The scary part is that getting involved in this type of relationship can start young. A recent study published in the Annals of Emergency Medicine reports that after surveying about 4,000 teens aged 14 to 20 who came into a suburban ER department, 1 out of 5 girls and 1 out of 8 boys reported they had experienced dating violence over the past year. This is particularly dangerous not only for safety reasons, but because teens tend to normalize the behavior. Teens that experience abusive behavior usually keep it quiet because they don’t want to get anyone in trouble, they don’t want to draw attention to the situation, or they just blame themselves and explain it away that this is how it should be.
There are some specific warning signs to look for in your own or a friend’s abusive relationship:
1. Does the intimate partner get easily jealous and possessive?
2. Do you or your friend feel sad, insecure or afraid when in the presence of the intimate partner?

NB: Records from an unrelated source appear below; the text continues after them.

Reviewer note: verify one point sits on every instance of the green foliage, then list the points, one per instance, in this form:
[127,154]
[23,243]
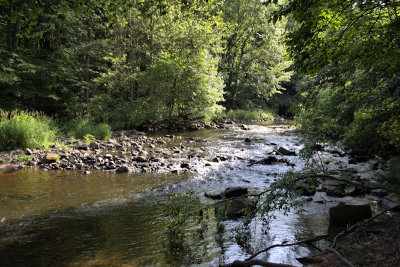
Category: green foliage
[24,158]
[19,129]
[348,54]
[253,63]
[88,130]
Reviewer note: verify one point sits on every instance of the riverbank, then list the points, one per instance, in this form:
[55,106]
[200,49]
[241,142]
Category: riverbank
[208,160]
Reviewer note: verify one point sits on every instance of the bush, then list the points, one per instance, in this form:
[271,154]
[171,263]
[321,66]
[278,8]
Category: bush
[82,128]
[19,129]
[249,115]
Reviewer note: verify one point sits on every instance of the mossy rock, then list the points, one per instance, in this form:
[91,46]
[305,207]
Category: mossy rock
[51,158]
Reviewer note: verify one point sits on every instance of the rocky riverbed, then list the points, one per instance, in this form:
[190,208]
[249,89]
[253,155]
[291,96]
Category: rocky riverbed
[117,190]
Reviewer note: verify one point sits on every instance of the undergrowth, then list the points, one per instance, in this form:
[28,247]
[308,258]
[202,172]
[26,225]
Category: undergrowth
[249,115]
[20,129]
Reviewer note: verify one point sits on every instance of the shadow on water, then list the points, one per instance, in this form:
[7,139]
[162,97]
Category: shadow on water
[104,219]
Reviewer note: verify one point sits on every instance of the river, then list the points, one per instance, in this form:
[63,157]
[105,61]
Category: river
[67,218]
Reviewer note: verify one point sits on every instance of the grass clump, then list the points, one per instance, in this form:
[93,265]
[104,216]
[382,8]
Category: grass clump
[86,129]
[249,115]
[20,129]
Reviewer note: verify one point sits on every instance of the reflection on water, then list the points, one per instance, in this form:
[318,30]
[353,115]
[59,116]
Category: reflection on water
[105,219]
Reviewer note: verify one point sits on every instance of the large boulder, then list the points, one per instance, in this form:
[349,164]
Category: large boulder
[306,187]
[236,208]
[236,191]
[51,158]
[229,192]
[122,169]
[349,212]
[285,152]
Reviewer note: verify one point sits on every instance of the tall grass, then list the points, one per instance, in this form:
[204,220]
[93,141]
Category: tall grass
[20,129]
[249,115]
[84,127]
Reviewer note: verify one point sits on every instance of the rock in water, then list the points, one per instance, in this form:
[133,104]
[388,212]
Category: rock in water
[51,158]
[122,169]
[285,152]
[237,191]
[349,212]
[236,208]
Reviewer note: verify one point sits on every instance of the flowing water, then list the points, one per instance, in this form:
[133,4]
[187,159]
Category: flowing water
[66,218]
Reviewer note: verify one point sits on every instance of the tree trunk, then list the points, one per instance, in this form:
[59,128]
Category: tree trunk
[17,28]
[10,7]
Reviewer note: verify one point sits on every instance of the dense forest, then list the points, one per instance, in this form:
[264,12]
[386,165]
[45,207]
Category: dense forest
[332,65]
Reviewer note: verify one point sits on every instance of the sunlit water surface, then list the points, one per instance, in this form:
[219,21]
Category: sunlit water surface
[66,218]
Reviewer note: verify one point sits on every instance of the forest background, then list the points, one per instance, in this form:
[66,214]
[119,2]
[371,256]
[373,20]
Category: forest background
[333,66]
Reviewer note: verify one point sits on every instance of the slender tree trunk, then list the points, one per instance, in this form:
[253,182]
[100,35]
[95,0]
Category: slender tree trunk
[10,7]
[17,29]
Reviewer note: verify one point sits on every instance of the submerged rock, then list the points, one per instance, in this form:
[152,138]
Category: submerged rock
[285,152]
[236,208]
[237,191]
[230,192]
[349,212]
[122,169]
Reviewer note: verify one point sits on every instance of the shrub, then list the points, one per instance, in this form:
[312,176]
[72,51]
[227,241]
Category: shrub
[20,129]
[85,127]
[249,115]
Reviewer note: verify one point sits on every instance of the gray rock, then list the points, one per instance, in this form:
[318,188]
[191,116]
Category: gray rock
[122,169]
[306,188]
[237,191]
[379,192]
[94,145]
[141,159]
[349,212]
[236,208]
[28,152]
[82,147]
[185,166]
[285,152]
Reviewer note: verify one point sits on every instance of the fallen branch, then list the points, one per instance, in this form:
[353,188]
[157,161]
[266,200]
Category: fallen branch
[340,257]
[352,182]
[245,263]
[315,239]
[251,261]
[359,224]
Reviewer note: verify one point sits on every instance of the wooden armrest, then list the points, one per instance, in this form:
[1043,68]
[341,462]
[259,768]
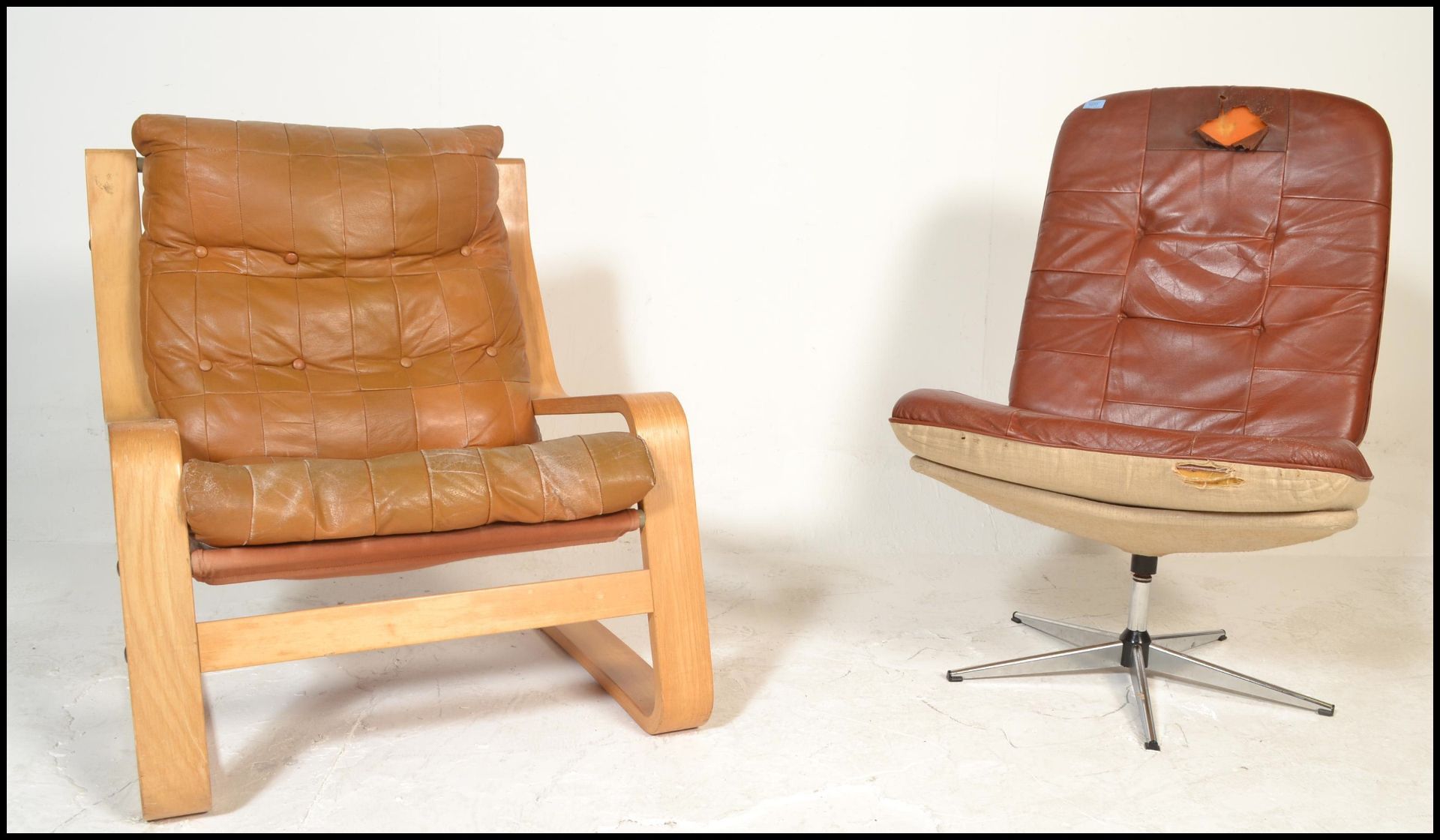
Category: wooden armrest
[647,414]
[144,444]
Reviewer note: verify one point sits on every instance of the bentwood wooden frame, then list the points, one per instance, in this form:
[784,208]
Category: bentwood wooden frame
[167,650]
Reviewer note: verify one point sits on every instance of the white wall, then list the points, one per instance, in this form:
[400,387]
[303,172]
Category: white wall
[788,218]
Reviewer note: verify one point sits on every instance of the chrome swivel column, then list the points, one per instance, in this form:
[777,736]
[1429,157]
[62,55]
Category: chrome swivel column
[1139,653]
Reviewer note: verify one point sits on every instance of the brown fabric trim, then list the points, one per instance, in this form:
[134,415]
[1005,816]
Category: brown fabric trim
[380,555]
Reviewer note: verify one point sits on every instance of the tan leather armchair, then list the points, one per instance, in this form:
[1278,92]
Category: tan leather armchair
[323,355]
[1196,356]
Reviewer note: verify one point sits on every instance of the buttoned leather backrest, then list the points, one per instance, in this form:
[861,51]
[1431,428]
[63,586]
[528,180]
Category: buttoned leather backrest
[328,292]
[1186,286]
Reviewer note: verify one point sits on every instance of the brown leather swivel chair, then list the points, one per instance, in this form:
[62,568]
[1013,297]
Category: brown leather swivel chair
[324,356]
[1196,356]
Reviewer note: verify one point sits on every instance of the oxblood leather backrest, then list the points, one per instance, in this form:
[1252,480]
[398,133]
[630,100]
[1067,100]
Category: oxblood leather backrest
[328,292]
[1184,286]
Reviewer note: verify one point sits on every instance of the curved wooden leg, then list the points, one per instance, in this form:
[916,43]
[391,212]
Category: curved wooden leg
[158,602]
[679,691]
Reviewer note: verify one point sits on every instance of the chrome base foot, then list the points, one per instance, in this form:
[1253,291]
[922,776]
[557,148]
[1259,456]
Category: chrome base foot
[1142,656]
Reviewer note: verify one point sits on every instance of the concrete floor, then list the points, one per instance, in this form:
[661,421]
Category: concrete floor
[831,706]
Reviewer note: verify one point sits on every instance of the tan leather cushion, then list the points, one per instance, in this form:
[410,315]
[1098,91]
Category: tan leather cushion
[328,292]
[1131,466]
[283,500]
[1144,530]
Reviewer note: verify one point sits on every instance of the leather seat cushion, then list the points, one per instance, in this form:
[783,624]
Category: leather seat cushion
[1134,466]
[284,500]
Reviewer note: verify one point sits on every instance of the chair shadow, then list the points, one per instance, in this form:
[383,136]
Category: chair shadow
[942,300]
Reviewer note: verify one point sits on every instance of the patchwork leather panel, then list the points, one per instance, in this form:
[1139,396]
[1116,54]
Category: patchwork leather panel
[1188,287]
[332,292]
[268,500]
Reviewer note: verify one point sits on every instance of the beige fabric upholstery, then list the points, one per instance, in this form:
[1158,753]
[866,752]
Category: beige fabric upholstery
[1136,480]
[1144,530]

3. Does the partner mandate what to do, how to act and how to dress or look?
4. Does the person have a history of fighting, uncontrolled angry outbursts, or mistreating others?
5. Is the partner constantly checking up on you via texting, phone calls or by showing up wherever you are?
6. Does the intimate partner insult you in front of others or threaten you if you don’t shape up?
7. Does the person blame you for their negative, obnoxious and inappropriate behavior saying that you provoked the response?
If you answered yes to any of these questions, it’s time to get help, educate yourself and get others involved. Know that you are not alone and seek support from friends and family. If it’s your friend, let them know that you are aware of what’s going on and it’s not their fault. Reassure them that you love them and come up with a list of reasonable ways to support them. Listen to your fears and create a safety plan including extra money to access and places to go in case of emergency.